And so when they have a fire sale in one area to this degree, it’s going to draw a mom in. And while she is there, she is clearly going to shop for her kids. So when you have promotional events as large as these running, it left us with no choice but to compete on price.

And then when you look at what happens in our Q2 offerings and our product offerings, Q2 has historically been our lowest quarter of EPS and operating margin. And the fact that our summer fashion product is really commodity product much more so than any other quarter because there is no differentiated or there’s really no holiday product in Q2 like there is in Q1, Q3 and Q4. So the vast majority of our fashion product in the second quarter is made up of commodity categories of short mix and match and graphic tees, which we always say, which is the lion’s share of what we carry and what we sell in Q2, up until we get to the second week in July where we really convert to back-to-school.

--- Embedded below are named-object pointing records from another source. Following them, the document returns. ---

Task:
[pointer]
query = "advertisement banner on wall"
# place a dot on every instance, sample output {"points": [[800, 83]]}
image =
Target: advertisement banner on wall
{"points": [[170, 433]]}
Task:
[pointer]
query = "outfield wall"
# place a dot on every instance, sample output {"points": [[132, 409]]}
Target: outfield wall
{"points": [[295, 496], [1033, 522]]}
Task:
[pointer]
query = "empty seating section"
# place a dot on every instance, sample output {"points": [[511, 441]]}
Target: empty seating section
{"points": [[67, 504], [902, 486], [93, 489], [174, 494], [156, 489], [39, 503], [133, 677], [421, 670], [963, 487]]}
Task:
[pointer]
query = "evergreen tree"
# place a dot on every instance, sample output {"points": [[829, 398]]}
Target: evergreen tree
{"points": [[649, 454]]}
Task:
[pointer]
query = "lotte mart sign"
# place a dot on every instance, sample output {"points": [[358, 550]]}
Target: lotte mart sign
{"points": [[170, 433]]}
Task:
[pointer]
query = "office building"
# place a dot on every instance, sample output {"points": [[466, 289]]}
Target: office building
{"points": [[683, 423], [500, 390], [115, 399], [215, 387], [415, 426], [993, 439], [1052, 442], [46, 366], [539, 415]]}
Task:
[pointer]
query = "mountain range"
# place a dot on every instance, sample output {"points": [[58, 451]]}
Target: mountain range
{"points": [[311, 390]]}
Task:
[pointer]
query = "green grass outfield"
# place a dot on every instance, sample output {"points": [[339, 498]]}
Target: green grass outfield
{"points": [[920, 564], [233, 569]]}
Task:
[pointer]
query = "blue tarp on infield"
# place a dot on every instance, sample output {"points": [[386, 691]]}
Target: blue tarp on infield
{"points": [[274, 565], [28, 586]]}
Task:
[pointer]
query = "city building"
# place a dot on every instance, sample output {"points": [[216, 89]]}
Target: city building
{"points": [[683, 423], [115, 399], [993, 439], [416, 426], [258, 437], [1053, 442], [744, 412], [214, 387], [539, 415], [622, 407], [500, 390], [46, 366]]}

So when you have competitors offering these commodity categories at fire sale prices and your AUCs are a decade high, it really doesn’t leave any room. So our total AUR for the quarter, as we had said, was planned up mid-singles and the breakout was faster than was planned up low-singles, the lowest of the year with our fashion plan because it is commodity product. And basics AUR was planned up low-teens. And we hit our AUR plan in basics and we missed fashion by a wide margin. And when you put the AUR miss against the retail sales, our internal projection is you get almost 500 basis points of margin miss that Rob mentioned for the quarter.

As you look forward to Q3 and Q4, we feel like we’ve derisked those two quarters by lowering our AUR projections for the back half. So we’ve taken what it were our previous AUR projections, which were up high-singles to up low-singles. And what we’ve done is we’ve kept our basics AUR plan intact because we’re delivering against that and continued to deliver against it and have delivered against it all year. It’s kind of markdown immune product, if you will, that has net zero liability, if you will. And what we’ve done is we’ve taken our fashion AURs for Q3 and Q4 down significantly from where they were.

And so, as I mentioned, as we look forward into the balance of this year from a margin point of view and certainly into ’23, we’re only three weeks into the quarter, but our AUR is holding up much better at the high-single-digits, both basics and fashion AUR are holding up well. And what we attribute that to is certainly the marketing efforts that we spoke about on the call, but also the fashion assortments in Q3 are very different than the fashion assortments in Q2, which are really commodity based.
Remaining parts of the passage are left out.